そんなやりとりの中、イルミスは後ろを向いた。つられてライナもイルミスが振り向いた方向を見ると、木と木の間から満月が顔を出している。


「名残惜しいですが、そろそろ戻ります。……また、会いに来てもいいですか」


そう尋ねられて、ライナは先ほどの会話を思い出した。また花を買いに来てくれるという約束を。


「あの、本当にお花を? お気持ちはありがたいのですが、市場の方がお城からも近いですし、種類も豊富です。よければご紹介しましょうか」


先ほどまでは嬉しい気持ちでいっぱいだったが、いざ約束をするとなるとライナは気が引けてしまっていた。可能性は低いが、大口の注文など受けられそうもないし、何よりここは街の中心部から離れている。

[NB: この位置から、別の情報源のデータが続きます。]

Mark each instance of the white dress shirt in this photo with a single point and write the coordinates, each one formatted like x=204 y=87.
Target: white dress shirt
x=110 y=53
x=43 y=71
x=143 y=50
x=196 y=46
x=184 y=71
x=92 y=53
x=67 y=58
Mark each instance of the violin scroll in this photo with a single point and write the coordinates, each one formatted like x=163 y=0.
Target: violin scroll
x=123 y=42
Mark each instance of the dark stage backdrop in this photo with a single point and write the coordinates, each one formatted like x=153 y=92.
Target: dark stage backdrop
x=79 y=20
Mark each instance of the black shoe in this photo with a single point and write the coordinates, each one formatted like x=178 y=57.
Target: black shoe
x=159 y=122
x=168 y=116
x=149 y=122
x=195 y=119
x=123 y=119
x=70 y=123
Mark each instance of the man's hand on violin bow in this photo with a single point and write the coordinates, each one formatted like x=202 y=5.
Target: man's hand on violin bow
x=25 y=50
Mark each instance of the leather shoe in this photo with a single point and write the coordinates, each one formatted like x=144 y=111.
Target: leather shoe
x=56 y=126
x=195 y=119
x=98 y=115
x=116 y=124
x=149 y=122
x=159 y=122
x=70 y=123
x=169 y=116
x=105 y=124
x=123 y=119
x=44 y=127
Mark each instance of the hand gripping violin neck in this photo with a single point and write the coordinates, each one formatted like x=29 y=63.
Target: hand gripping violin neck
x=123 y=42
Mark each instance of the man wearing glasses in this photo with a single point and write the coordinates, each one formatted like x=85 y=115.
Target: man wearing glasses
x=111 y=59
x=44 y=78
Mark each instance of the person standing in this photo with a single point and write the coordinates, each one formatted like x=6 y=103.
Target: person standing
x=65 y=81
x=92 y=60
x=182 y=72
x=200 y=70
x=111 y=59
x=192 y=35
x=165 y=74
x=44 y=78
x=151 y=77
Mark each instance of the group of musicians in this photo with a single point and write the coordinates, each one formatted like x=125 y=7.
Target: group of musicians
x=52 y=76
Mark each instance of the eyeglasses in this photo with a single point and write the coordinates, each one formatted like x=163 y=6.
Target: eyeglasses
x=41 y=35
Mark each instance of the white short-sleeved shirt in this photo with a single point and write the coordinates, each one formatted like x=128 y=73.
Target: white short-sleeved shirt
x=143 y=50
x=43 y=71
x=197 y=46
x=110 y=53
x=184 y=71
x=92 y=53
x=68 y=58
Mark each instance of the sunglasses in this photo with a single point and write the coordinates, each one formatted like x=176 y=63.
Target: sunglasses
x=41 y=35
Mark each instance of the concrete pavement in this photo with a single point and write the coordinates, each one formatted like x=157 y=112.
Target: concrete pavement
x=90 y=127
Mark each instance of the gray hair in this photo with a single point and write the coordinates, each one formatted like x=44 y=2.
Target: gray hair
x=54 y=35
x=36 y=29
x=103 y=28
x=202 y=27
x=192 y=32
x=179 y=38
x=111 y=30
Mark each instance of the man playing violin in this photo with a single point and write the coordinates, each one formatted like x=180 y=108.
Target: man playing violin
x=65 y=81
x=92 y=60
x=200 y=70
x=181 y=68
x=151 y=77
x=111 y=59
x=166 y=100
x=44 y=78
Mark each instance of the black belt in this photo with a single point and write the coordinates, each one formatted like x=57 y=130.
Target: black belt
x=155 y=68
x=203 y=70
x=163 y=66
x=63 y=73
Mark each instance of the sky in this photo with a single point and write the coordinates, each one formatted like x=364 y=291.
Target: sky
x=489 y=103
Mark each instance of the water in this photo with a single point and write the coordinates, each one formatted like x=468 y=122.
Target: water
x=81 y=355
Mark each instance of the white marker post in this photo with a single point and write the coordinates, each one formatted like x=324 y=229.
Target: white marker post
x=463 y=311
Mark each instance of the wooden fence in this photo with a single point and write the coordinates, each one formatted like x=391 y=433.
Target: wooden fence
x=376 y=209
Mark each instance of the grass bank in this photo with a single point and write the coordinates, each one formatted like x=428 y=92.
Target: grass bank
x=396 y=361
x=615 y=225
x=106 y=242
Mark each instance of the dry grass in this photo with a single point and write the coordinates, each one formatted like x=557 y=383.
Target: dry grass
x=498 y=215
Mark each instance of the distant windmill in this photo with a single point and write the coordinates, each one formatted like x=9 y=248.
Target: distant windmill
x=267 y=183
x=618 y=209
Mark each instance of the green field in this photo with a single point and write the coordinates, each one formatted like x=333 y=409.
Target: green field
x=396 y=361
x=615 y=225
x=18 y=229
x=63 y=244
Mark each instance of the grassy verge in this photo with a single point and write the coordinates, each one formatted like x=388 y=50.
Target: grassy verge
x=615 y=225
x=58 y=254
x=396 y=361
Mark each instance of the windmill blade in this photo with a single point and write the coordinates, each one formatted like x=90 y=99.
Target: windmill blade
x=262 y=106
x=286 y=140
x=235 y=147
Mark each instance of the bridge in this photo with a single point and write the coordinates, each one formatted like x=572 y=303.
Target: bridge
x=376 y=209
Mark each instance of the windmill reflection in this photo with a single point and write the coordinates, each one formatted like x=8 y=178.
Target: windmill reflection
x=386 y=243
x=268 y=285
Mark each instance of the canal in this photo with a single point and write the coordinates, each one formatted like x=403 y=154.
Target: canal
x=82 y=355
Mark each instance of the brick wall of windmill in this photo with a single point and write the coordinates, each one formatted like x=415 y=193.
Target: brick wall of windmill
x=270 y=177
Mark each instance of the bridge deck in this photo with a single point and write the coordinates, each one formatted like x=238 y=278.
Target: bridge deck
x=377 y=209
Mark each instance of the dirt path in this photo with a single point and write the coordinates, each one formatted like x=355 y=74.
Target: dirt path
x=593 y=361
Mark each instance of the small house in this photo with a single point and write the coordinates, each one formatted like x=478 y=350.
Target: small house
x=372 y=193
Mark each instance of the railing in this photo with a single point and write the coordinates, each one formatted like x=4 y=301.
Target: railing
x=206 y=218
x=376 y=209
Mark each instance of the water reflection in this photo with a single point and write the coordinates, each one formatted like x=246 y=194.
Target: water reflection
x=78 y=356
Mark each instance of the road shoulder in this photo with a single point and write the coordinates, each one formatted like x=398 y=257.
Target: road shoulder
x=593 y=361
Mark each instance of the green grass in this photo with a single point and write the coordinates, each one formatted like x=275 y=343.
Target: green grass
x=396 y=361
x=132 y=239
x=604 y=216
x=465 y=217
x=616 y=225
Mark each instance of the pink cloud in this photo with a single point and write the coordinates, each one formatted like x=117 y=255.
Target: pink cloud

テトラ市場には他にも花屋があり、ライナも面識がある店がある。顧客を紹介することは、向こうにとって願ってもいない良い話になるだろう。もしかしたら、騎士団という王国直属の組織と繋がりが持てるかもしれないからだ。

そんなライナの提案に、イルミスは静かに首を振った。


「同じ花でも全然違います。ただ量産するだけなら、人手をかければすぐにできるかもしれない。私は、貴女の花に向き合う姿勢が好きなのです」

「わ、私……」


その言葉を聞いたライナはカラカラに喉が渇いて、うまく喋ることができない。相変わらずイルミスの本当の表情までは分からなかったが、彼を包んでいる雰囲気はとても柔らかく感じた。


「また来ます」


何度も振り返りながら立ち去るイルミスの後ろ姿を、ライナはぼうっと立ち尽くしたままずっと見送っていた。